First, let's write out the ionic compounds as separate ions:
K2CO3(aq) contains K+(aq) and CO3^2-(aq)
CuCl2(aq) contains Cu^2+(aq) and 2Cl^-(aq)
Pb(NO3)2(aq) contains Pb^2+(aq) and 2NO3^-(aq)
Now, we can combine the ions to see if any compounds form:
K+(aq) + Cu^2+(aq) + 2NO3^-(aq) + 2Cl^-(aq) + Pb^2+(aq) + CO3^2-(aq)
To determine if any precipitate forms, we need to reference a solubility table. Based on solubility rules, we find that most nitrates and chlorides are soluble, except for a few exceptions like lead(II) chloride (PbCl2) which is insoluble. On the other hand, most carbonates are insoluble except for alkali metal carbonates, such as potassium carbonate (K2CO3), which are soluble.
Therefore, the balanced net ionic equation for the precipitation reaction can be written as follows:
Pb^2+(aq) + 2Cl^-(aq) -> PbCl2(s)
In this reaction, lead(II) ions (Pb^2+) from lead(II) nitrate (Pb(NO3)2) react with chloride ions (Cl^-) to form a solid precipitate of lead(II) chloride (PbCl2).

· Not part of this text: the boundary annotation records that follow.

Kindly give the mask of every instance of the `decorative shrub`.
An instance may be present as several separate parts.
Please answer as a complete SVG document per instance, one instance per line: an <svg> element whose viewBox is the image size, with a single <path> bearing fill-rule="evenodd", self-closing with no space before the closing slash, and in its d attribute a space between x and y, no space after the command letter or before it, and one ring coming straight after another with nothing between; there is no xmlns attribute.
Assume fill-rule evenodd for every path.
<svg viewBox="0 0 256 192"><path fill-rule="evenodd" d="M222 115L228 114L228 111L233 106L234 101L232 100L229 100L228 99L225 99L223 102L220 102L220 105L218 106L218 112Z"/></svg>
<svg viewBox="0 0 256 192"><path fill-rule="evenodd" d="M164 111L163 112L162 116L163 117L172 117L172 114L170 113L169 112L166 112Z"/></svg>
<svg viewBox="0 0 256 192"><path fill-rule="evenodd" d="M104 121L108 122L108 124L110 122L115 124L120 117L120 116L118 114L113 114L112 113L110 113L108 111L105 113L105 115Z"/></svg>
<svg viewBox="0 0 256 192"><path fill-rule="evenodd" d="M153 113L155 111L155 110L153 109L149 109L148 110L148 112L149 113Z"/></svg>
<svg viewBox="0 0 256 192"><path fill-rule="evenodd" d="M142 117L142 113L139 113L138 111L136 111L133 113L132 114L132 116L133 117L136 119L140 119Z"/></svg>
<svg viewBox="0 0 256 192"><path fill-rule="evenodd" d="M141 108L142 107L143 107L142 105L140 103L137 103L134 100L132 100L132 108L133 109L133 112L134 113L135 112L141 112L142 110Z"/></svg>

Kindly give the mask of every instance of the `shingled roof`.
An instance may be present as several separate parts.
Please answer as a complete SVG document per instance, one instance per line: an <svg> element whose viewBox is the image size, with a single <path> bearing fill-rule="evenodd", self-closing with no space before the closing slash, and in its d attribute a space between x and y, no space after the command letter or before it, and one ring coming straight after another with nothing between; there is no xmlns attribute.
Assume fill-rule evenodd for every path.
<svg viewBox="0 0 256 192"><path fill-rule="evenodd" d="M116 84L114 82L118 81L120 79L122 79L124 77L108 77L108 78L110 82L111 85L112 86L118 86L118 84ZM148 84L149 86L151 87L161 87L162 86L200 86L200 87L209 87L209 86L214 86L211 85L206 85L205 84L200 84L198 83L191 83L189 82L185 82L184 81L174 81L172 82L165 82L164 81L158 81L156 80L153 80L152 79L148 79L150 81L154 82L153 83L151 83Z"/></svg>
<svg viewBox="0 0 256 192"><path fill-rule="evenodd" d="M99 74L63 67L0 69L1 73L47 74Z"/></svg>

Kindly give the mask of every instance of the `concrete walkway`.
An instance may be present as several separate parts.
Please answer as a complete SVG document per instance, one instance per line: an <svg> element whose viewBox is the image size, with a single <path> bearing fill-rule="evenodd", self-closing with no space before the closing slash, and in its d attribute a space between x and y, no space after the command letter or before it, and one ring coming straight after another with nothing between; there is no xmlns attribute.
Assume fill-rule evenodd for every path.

It's important to note that the potassium ions (K+) and carbonate ions (CO3^2-) from the potassium carbonate (K2CO3) solution and the copper(II) ions (Cu^2+) from copper(II) chloride (CuCl2) solution do not participate in the precipitation reaction and remain in the solution.
Yes that is another reaction. There is a third one with the formation of CuCO3(s),
And yes you write three net ionic equations.
Pb^2+(aq) + 2Cl^-(aq) ==> PbCl2(s) is one of them.
Pb^2+(aq) + CO3^2-(aq) ==> PbCO3(s) is another one.
Then Cu^2+(aq) + CO3^2-(aq) ==> CuCO3(s) is the third one.